Justice Madan Lokur raised concerns about the widespread misuse of the sedition law saying, “State is using an iron hand to curb free speech. Sedition is a very serious offence. Lokmanya Tilak and Gandhi were charged under sedition. Today the common man is facing this charge.” Standing by Bhushan he said, “It was not his intention to denigrate the SC. His tweets were misread and contempt proceedings were initiated.”
“Right now, the Supreme Court is under a spotlight,” said senior journalist N Ram. “Instead of curbing free expression, this case has had a stimulating effect, with more robust criticism of the court now taking place in articles and debates.”
Activist Anjali Damania said, “When we should be focusing on the plight of migrant workers and the failing economy, it is unfortunate that people like Prashant Bhushan are being targeted.”
The verdict in Prashnat Bhushan’s contempt of court case was pronounced by a bench comprising Justices Arun Mishra, B R Gavai and Krishna Murari.
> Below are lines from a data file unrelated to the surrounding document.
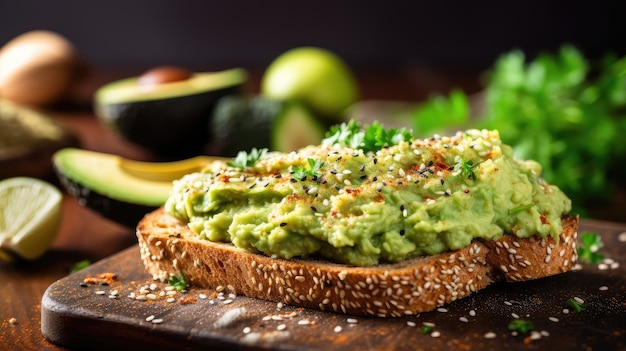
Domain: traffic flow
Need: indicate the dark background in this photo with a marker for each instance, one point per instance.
(426, 36)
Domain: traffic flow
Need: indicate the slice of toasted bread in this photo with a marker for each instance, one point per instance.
(168, 247)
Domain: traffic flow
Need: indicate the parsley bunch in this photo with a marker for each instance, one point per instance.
(372, 137)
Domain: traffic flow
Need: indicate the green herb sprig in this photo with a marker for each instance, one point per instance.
(466, 168)
(80, 265)
(590, 243)
(560, 109)
(245, 160)
(178, 282)
(371, 137)
(313, 171)
(577, 306)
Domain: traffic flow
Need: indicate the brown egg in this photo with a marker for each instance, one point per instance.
(37, 68)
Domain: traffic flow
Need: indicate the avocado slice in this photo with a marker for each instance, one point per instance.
(171, 118)
(117, 188)
(28, 139)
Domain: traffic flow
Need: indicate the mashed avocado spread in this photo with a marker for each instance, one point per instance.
(362, 207)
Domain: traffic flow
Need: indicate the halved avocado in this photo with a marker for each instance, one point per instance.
(169, 118)
(117, 188)
(241, 123)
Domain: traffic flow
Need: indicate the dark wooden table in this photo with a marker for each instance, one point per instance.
(85, 235)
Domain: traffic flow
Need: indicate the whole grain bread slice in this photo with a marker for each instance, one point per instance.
(168, 247)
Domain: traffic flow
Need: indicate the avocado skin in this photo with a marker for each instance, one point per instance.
(124, 213)
(172, 127)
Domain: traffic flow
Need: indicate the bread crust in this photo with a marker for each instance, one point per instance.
(168, 247)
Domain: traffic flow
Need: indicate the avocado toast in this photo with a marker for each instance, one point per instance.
(369, 223)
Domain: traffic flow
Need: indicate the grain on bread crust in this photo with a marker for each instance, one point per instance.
(168, 247)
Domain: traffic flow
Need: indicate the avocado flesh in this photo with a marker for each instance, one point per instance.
(120, 189)
(169, 119)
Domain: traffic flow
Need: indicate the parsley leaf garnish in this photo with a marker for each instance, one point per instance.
(521, 325)
(372, 137)
(245, 160)
(315, 165)
(178, 282)
(589, 246)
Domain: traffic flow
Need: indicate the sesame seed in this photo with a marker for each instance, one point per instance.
(579, 300)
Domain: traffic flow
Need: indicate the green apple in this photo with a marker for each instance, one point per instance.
(314, 76)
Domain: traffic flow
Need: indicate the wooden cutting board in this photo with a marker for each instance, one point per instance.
(105, 317)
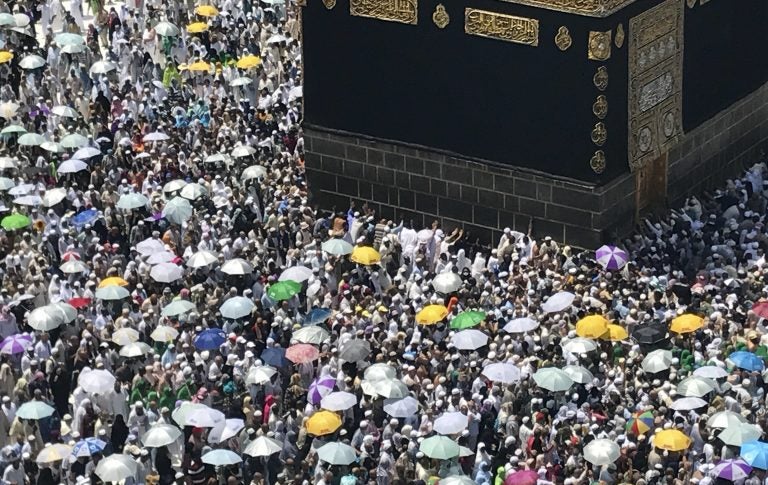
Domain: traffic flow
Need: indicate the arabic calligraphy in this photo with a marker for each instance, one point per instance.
(403, 11)
(494, 25)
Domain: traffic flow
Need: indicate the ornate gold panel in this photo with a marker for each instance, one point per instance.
(440, 17)
(599, 46)
(403, 11)
(563, 38)
(655, 82)
(591, 8)
(520, 30)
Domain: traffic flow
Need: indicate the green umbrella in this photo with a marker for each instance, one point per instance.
(440, 448)
(15, 221)
(467, 319)
(283, 290)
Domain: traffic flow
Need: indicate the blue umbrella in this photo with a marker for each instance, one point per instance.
(755, 453)
(747, 361)
(318, 315)
(88, 447)
(274, 357)
(210, 339)
(85, 217)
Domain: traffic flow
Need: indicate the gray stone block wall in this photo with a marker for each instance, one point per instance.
(406, 182)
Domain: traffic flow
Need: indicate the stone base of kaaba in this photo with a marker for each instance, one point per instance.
(406, 182)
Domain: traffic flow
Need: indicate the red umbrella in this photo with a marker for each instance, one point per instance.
(302, 353)
(761, 309)
(523, 477)
(80, 302)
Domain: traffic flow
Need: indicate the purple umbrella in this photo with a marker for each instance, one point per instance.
(732, 470)
(15, 344)
(611, 257)
(320, 387)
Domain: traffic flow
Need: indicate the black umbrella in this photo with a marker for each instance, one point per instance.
(650, 334)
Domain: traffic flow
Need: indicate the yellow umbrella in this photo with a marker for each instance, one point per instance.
(593, 326)
(199, 66)
(322, 423)
(431, 314)
(671, 440)
(686, 323)
(113, 281)
(197, 27)
(615, 333)
(365, 255)
(207, 11)
(248, 62)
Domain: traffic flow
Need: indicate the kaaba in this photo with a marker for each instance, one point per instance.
(568, 117)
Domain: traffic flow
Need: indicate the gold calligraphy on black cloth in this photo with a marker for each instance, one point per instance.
(492, 25)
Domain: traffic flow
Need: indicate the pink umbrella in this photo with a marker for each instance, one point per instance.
(302, 353)
(523, 477)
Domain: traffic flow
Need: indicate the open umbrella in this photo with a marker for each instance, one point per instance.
(439, 448)
(337, 454)
(502, 372)
(210, 339)
(401, 408)
(116, 467)
(160, 435)
(552, 379)
(601, 452)
(263, 446)
(338, 401)
(447, 282)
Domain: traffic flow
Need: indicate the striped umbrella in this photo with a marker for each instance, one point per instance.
(611, 257)
(320, 387)
(640, 423)
(15, 344)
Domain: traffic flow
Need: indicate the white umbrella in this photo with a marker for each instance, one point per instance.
(451, 423)
(552, 379)
(86, 152)
(601, 452)
(470, 339)
(502, 372)
(657, 361)
(72, 166)
(177, 210)
(166, 273)
(260, 375)
(338, 401)
(204, 417)
(521, 325)
(32, 62)
(696, 386)
(298, 274)
(160, 435)
(236, 307)
(237, 267)
(337, 453)
(263, 446)
(447, 282)
(102, 67)
(725, 419)
(558, 302)
(97, 381)
(253, 172)
(711, 372)
(312, 334)
(226, 430)
(201, 259)
(688, 403)
(578, 374)
(135, 349)
(740, 434)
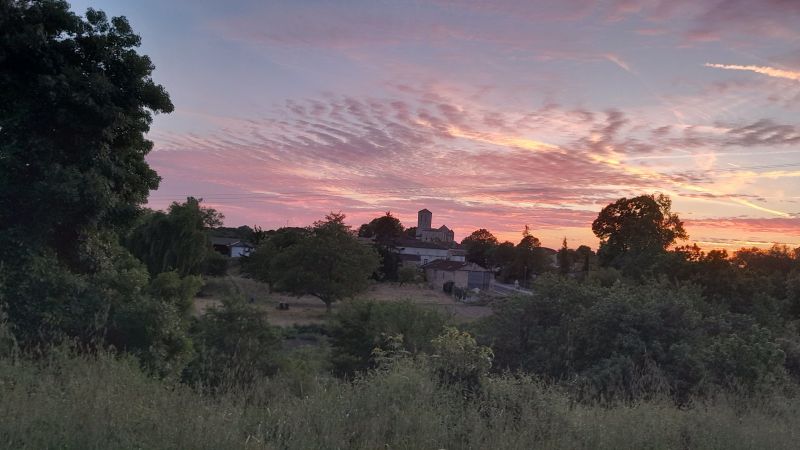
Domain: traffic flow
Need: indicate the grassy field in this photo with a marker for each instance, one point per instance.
(71, 402)
(310, 310)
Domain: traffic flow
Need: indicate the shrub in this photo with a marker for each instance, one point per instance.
(235, 345)
(447, 287)
(215, 264)
(458, 359)
(407, 274)
(361, 326)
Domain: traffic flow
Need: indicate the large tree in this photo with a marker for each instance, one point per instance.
(384, 229)
(330, 263)
(175, 240)
(634, 228)
(75, 102)
(480, 247)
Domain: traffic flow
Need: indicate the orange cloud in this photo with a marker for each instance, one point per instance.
(764, 70)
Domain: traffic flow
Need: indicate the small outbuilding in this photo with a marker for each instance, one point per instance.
(465, 275)
(232, 247)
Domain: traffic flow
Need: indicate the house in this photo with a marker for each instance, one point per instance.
(232, 247)
(420, 252)
(464, 275)
(426, 233)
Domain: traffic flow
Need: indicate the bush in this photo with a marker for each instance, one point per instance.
(361, 326)
(407, 274)
(235, 346)
(458, 359)
(215, 264)
(447, 287)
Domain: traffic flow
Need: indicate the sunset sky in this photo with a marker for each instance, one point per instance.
(490, 114)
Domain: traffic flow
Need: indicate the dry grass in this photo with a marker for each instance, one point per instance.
(309, 310)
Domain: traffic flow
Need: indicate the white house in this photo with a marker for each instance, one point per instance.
(419, 253)
(235, 248)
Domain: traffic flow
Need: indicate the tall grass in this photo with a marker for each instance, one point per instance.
(87, 402)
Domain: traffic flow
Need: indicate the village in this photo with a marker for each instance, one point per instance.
(427, 266)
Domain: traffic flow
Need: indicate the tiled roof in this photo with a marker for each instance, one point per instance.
(452, 266)
(229, 242)
(409, 257)
(413, 243)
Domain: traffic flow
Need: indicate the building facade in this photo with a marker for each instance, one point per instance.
(426, 232)
(464, 275)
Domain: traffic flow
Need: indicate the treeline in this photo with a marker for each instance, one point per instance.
(96, 296)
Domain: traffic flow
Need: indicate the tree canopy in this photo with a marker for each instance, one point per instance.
(637, 227)
(175, 240)
(75, 101)
(480, 246)
(329, 263)
(383, 229)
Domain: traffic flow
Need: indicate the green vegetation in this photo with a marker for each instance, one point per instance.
(660, 347)
(104, 402)
(329, 263)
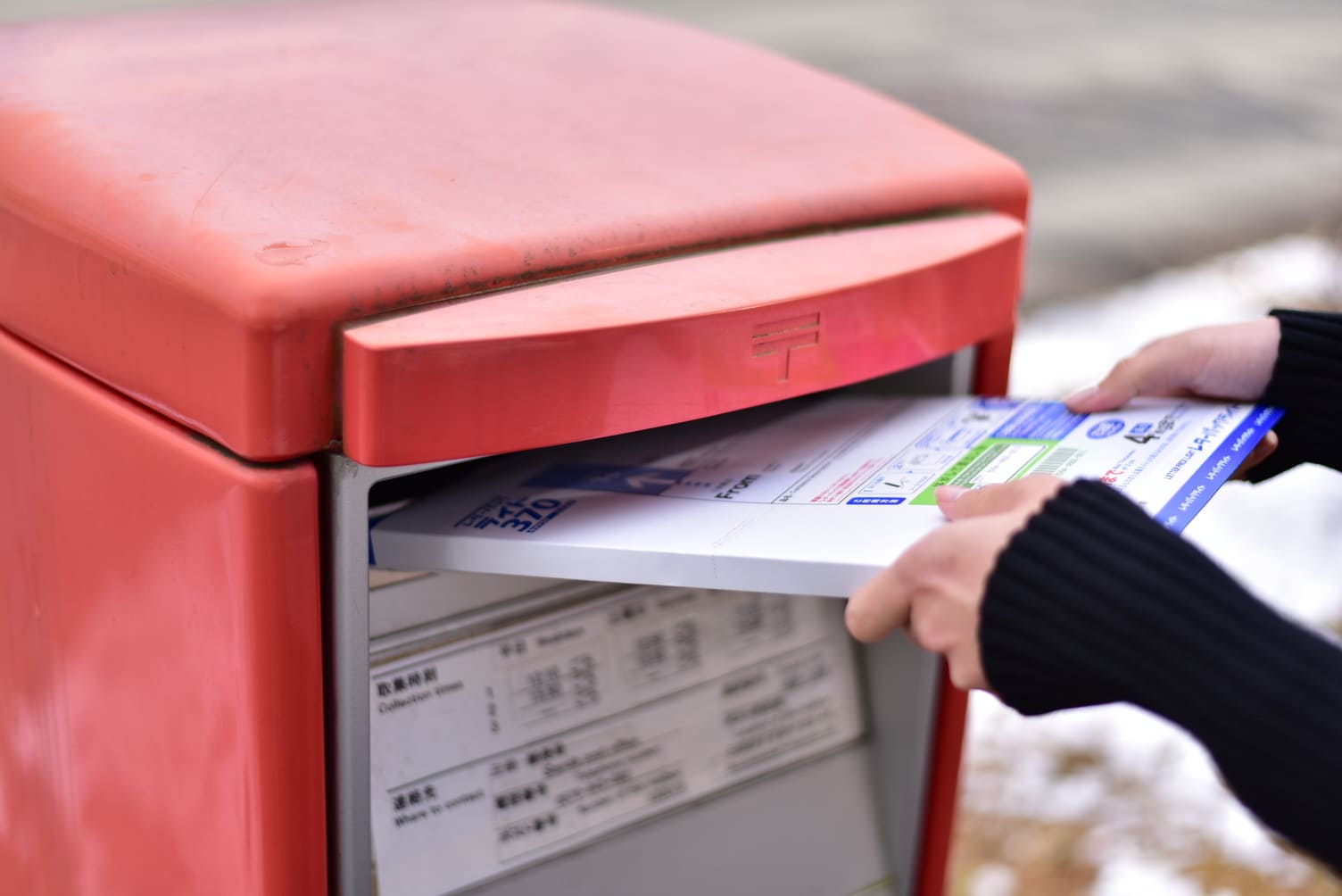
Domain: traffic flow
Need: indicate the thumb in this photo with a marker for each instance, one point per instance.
(1020, 494)
(1165, 367)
It is noteworthy that Adv. Bhushan repeatedly refused to either apologise for his tweets or retract them. In a statement released at that time, Bhushan had said, “Today in these troubling times, the hopes of the people of India vest in this Court to ensure the rule of law and the Constitution and not an untrammeled rule of the executive. This casts a duty, especially for an officer of this court like myself, to speak up, when I believe there is a deviation from its sterling record.” He added, “My tweets represented this bonafide belief that I continue to hold. Public expression of these beliefs was I believe, in line with my higher obligations as a citizen and a loyal officer of this court. Therefore, an apology for expression of these beliefs, conditional or unconditional, would be insincere.” Bhushan went on to say, “An apology cannot be a mere incantation and any apology has to, as the court has itself put it, be sincerely made.” He concluded saying, “If I retract a statement before this court that I otherwise believe to be true or offer an insincere apology, that in my eyes would amount to the contempt of my conscience and of an institution that I hold in highest esteem.”